Effect of linarin on human OA chondrocyte viability
Figure 1A shows the chemical structure of Linarin. The cytotoxicity effect of the Linarin on chondrocytes was detected by CCK8 kit with increasing concentration (0, 3.75, 7.5, 15, 30, 60 μM) at 24 and 48 hours (Figure 1B, 1C). After 48 hours treatment, the viability of cells in 60 μM group was significantly decreased relative to 0 μM group. Therefore, the dose used in the following experiments were 7.5, 15 and 30 μM.
Figure 1. Effect of Linarin on human chondrocytes viability. (A) Chemical structure of Linarin. (B, C) Cytotoxicity of Linarin on chondrocytes at 24h and 48h. The data in the figures represent the averages ± S.D. Significant differences among different groups are indicated as *P < 0.05 vs. control group, n=5.

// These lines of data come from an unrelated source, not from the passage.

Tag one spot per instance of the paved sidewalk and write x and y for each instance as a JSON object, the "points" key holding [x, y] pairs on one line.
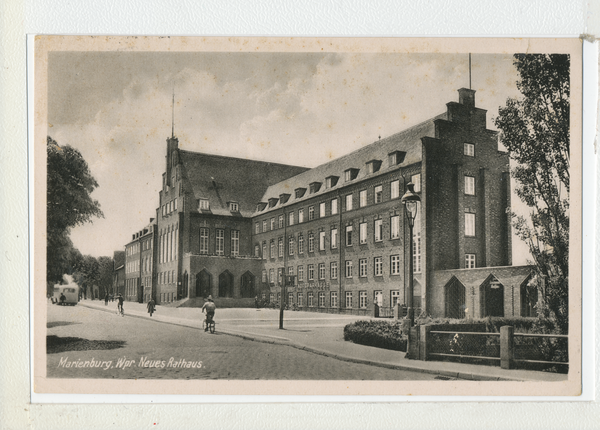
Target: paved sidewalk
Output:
{"points": [[319, 333]]}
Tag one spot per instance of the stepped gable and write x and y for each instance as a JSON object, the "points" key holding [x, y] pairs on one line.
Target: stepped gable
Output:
{"points": [[407, 141], [223, 179]]}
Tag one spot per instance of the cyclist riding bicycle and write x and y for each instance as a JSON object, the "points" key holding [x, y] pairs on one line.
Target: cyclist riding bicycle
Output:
{"points": [[209, 307]]}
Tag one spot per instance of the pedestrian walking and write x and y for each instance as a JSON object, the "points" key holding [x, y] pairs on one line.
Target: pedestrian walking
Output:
{"points": [[151, 306]]}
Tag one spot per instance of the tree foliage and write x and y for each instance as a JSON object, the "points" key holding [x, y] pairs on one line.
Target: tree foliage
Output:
{"points": [[69, 204], [535, 130]]}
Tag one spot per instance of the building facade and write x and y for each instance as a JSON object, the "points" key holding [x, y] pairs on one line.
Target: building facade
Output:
{"points": [[237, 229]]}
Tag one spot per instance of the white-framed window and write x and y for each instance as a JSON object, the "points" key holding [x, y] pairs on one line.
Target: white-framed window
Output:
{"points": [[220, 242], [321, 299], [203, 241], [333, 270], [362, 268], [416, 180], [235, 243], [469, 261], [394, 227], [395, 189], [469, 149], [333, 299], [349, 299], [470, 185], [394, 264], [362, 200], [378, 230], [362, 232], [378, 266], [349, 202], [362, 299], [378, 193], [394, 297], [469, 224]]}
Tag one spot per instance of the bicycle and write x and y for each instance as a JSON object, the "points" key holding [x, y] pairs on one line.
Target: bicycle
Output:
{"points": [[211, 325]]}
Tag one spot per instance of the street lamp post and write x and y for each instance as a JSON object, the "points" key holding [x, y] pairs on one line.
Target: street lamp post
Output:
{"points": [[410, 200]]}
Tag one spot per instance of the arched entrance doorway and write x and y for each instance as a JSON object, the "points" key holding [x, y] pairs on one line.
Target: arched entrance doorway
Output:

Effects of linarin on the expression of COX-2, iNOS, TNF-α, NO, IL-6 and PGE2 in human OA chondrocytes induced by LPS
We performed western blot to detect the expression of COX-2 and iNOS at protein levels. As shown in Figure 2A, 2B, Linarin inhibits the LPS-caused COX-2 and iNOS overexpression in a drug-dependent form (7.5, 15 and 30 μM). The external generation level of TNF-α, NO, IL-6 and PGE2 are increased after the stimulation of LPS, while Linarin pretreatment reversed these changes (Figure 2C).

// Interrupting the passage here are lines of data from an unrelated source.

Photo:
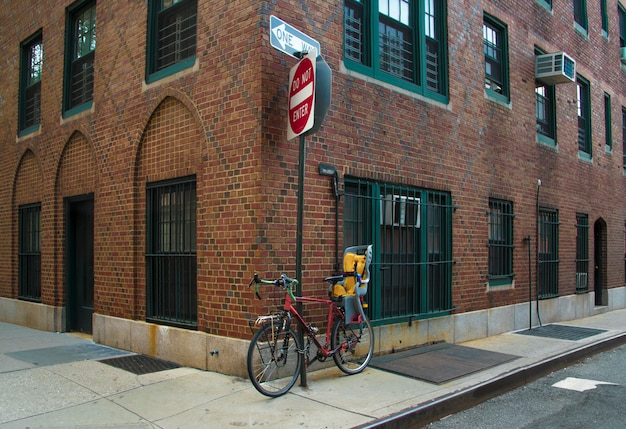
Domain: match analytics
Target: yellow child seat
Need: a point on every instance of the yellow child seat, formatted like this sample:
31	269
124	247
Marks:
356	260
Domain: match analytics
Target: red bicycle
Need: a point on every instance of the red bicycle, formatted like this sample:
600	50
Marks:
276	355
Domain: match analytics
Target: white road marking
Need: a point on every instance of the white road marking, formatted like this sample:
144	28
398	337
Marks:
579	384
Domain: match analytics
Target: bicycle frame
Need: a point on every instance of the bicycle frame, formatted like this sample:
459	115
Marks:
333	313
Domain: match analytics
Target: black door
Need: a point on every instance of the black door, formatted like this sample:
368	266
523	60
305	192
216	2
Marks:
598	278
79	263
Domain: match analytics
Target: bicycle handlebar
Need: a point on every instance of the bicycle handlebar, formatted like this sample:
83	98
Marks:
284	282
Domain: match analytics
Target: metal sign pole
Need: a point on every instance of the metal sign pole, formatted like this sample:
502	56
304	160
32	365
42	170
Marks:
302	157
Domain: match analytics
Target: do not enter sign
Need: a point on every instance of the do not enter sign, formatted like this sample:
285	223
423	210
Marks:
301	96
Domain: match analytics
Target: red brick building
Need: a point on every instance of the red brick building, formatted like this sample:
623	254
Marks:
146	172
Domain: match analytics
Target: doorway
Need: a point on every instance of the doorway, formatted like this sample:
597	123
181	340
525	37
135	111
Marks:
599	259
79	263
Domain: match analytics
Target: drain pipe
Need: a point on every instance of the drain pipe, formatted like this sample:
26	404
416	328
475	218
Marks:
537	249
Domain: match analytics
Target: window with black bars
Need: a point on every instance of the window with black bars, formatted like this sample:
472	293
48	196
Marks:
500	242
584	115
580	13
174	32
605	16
548	257
545	111
621	14
411	230
171	253
29	253
582	253
608	134
81	52
403	39
30	83
495	51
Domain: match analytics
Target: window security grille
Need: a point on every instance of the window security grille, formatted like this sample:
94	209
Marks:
29	253
411	232
582	253
500	242
171	253
548	258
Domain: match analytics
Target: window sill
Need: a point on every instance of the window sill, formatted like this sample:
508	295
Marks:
188	64
441	101
29	132
498	98
547	142
78	109
497	284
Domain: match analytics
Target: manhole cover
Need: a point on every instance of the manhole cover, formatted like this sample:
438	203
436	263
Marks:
562	332
140	364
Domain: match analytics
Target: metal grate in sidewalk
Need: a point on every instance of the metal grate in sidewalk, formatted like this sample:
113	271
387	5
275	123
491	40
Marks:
562	332
140	364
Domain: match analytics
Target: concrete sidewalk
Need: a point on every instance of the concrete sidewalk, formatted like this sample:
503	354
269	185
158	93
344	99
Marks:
56	380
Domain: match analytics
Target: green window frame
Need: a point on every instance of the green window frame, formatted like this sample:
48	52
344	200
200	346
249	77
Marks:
584	116
29	252
411	230
171	266
31	65
172	37
582	253
548	257
608	132
621	14
399	42
580	15
546	113
79	58
604	13
500	240
495	41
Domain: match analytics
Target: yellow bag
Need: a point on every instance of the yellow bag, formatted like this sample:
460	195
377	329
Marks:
351	263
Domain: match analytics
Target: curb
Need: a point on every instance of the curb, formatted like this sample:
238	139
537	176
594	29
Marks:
467	398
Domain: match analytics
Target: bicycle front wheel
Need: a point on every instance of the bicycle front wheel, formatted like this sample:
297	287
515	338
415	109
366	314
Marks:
274	360
356	345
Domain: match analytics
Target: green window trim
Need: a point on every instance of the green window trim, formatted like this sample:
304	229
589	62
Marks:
80	48
582	253
584	117
172	37
580	16
29	252
411	50
411	230
604	13
31	66
496	56
500	239
608	132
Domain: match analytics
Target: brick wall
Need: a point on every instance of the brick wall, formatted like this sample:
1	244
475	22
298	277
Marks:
224	120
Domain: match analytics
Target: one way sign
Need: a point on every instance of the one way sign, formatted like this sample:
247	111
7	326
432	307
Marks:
289	40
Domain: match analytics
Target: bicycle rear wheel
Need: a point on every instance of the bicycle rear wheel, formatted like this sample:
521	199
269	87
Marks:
274	360
357	345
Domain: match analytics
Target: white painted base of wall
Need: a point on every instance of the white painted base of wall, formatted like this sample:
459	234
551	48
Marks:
228	355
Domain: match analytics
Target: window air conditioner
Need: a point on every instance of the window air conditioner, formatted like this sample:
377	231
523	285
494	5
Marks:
551	69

Figure 2. Influence of Linarin in LPS-induced inflammatory reaction in human chondrocytes. (A, B) iNOS and COX-2 protein level in chondrocytes measured by western blot. (C) Effect of Linarin on LPS-exposed IL-6, TNF-α, PGE2, and NO production in human chondrocytes. The data in the figures represent the averages ± S.D. Significant differences among different groups are indicated as ##P < 0.01, vs. control group; **P < 0.01 vs. LPS alone treatment group, n=5.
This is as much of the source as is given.